Sanxingdui, Jinsha Ruins sites join to apply for World Heritage Status
Published: Dec 19, 2021 09:37 PM
Photo:Yang Hui/GT

Photo:Yang Hui/GT

After the discovery of a trove of Bronze Age artifacts from one of China’s earliest civilizations, the Sanxingdui Ruins site has combined with the nearby Jinsha Ruins site to apply for UNESCO World Cultural Heritage Status. 

The management committee of the Sanxingdui Ruins site, located near Guanghan to the north of Chengdu, capital of Southwest China’s Sichuan Province, and the Jinsha Ruins site, which is in northwest Chengdu, signed a cooperation agreement on Saturday, agreeing to work together to promote the sites which date back to some 3,000 years ago and have many archaeological similarities.

The joint declaration is in line with the Chinese government’s strategy to apply to be listed as a World Heritage Site after UNESCO tightened the criteria for applications. Since 2020, a country can only declare one World Cultural Heritage Site each year, which puts more limits on countries like China which has a rich cultural heritage, Liu Zheng, a member of the China Cultural Relics Academy told the Global Times on Sunday. 

The relics found in burial pits at the two sites are unlike others found in China, and experts say this indicates a unique civilization, which they have called the Shu Kingdom. Artifacts unearthed include gold masks and statues, bronze, lacquer and jade ware, as well as elephant tusks, antlers, ivory objects, ceramics and stone ware.   

This is why the two ruins sites can work together to apply to be a World Heritage Site, according to experts.

Wang Juzhong, director of the management committee of Sanxingdui Ruins site said that to promote the bid, the two sites will issue joint standards, including protection, exhibition, supervision and popularization of the heritage, and work together to solve important problems encountered in the application process. 

Wang said that the next steps for application are delimiting the heritage area, constructing the monitoring system, deepening archeological research and accelerating the construction of the new museum, the Sichuan Daily reported.

The management committee will continue to carry out protection of the heritage site and establish a monitoring center to better manage the unearthed cultural relics, including the gold masks and bronze statues.

A new museum of the Sanxingdui Ruins site with a site area of 55,000 square meters will be built with an investment of 1.423 billion yuan ($223 million) and the environment surrounding the heritage site is being improved.

Wang added they will set up a high-level team to refine the outstanding value of the ruins sites to prepare the documents to apply to be a World Heritage Site.

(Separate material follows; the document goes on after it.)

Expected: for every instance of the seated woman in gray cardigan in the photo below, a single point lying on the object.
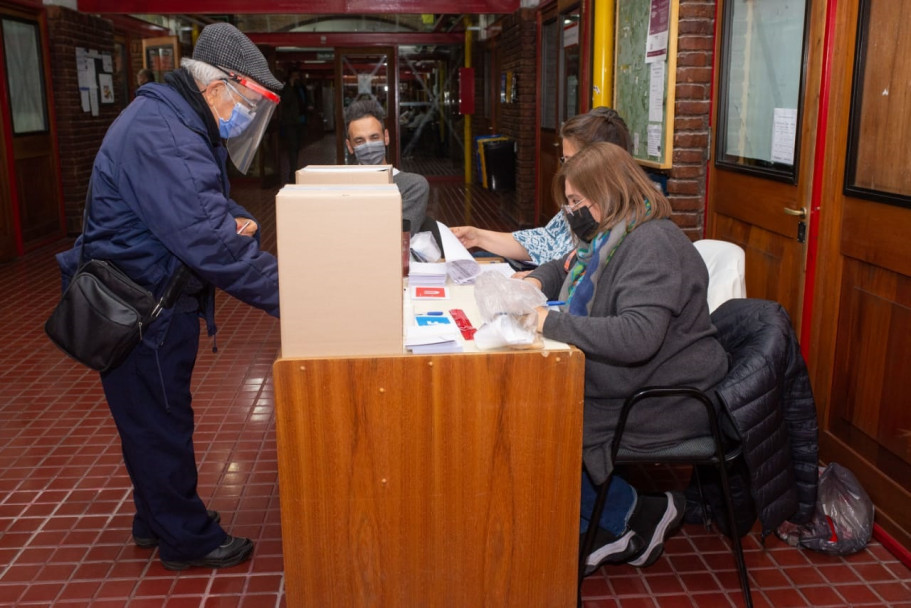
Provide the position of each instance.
(635, 293)
(554, 240)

Further archeological excavation and research is necessary. Archeologists from the Sichuan Provincial Cultural Relics and Archeology Research Institute continue to excavate the sites. In March 2021, new discoveries of bronze figures and trees were announced. 

“The success of the UNESCO application depends on making more breakthroughs in the science and technology of the archeology and more study and interpretation of the research,” Liu said. .

“If more cultural relics that shed light [on this site] are discovered, their application might go faster than other heritage sites,” Liu added.

Sanxingdui Ruins site and Jinsha Ruins site were listed in China's World Cultural Heritage Tentative List in 2006 as “the ruins sites of Ancient Shu civilization,” as reported.

In March, hundreds of cultural relics dating back more than 3,000 years that were excavated at Sanxingdui were revealed. The cultural relics included a bronze mask, a more than two-meter-tall bronze statue and a mask made of gold.